I’m a sucker for Satyajit Ray jokes.
What’s captured so many viewers’ hearts and minds about this film, though, are not these qualities, which are pleasant but hardly groundbreaking, but the message underlying them. The concept of overbearing Indian parents constantly pushing their children for professional success and status has become such a cliche that The Big Bang Theory uses it, but that doesn’t mean there isn’t some truth behind it. 3 Idiots makes a case for the opposite- for following your dreams, against an obsession with material wealth and status symbols… you know, practically all of the lessons shoehorned into the latest Direct to DVD Disney kiddie flick.
Isn’t that, like, the whole third act of Planes?
In an India, though, still struggling with the legacy of caste systems and colonialism, this film must have felt like an irreverent breath of fresh air to many and, well, it’s hard to argue with any of those points.
As you can tell, this isn’t particularly deep stuff, and you can see the narrative puppet strings whenever they do address a darker topic like suicide.
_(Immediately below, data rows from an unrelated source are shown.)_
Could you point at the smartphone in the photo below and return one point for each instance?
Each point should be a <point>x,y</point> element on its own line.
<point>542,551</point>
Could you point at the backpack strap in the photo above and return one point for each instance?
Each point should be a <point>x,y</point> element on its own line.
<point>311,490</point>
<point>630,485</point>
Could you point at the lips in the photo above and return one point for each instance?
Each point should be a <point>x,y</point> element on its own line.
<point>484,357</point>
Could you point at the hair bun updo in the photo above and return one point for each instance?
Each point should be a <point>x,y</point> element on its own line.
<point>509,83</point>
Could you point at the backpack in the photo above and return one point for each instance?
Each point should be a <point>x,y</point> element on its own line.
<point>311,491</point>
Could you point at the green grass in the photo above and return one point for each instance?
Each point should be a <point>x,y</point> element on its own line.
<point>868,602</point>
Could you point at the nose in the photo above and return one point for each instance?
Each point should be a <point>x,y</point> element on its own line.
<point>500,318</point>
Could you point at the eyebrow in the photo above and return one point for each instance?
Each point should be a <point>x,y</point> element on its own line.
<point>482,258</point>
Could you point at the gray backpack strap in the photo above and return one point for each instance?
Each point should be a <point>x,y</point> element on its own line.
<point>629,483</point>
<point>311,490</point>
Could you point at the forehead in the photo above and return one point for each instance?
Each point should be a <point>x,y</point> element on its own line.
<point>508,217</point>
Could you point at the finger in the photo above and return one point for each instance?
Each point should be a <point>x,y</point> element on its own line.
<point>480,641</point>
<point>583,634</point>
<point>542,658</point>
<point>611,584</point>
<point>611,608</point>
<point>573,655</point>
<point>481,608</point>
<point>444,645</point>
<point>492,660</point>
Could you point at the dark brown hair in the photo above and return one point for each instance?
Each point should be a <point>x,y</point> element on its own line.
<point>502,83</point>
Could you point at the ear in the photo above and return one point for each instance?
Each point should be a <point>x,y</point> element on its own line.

This is melodrama, not drama. Likewise, the comic bits aren’t always as clever as they think they are. I’m pretty sure the astronaut pen vs. pencil joke is older than space travel itself.
I don’t know what space is, but I’ve got a joke for you!
All of the standard Bollywood attractions/warnings apply. Yes, the movie’s super-long, yes, there are several musical numbers, and yes, there are plenty of slapstick and cornball gags that don’t land. Also, as is perhaps inevitable for a film trying to pack so much in, the tonal shifts (like, say, a jaunty musical number ending with the discover of a suicide) can be jarring.
3 Idiots is broad, simplistic, and shamelessly manipulative, but it’s still quite a bit of fun, and has its heart in the right place. A Top 250 film of all time? Ummm… not so much.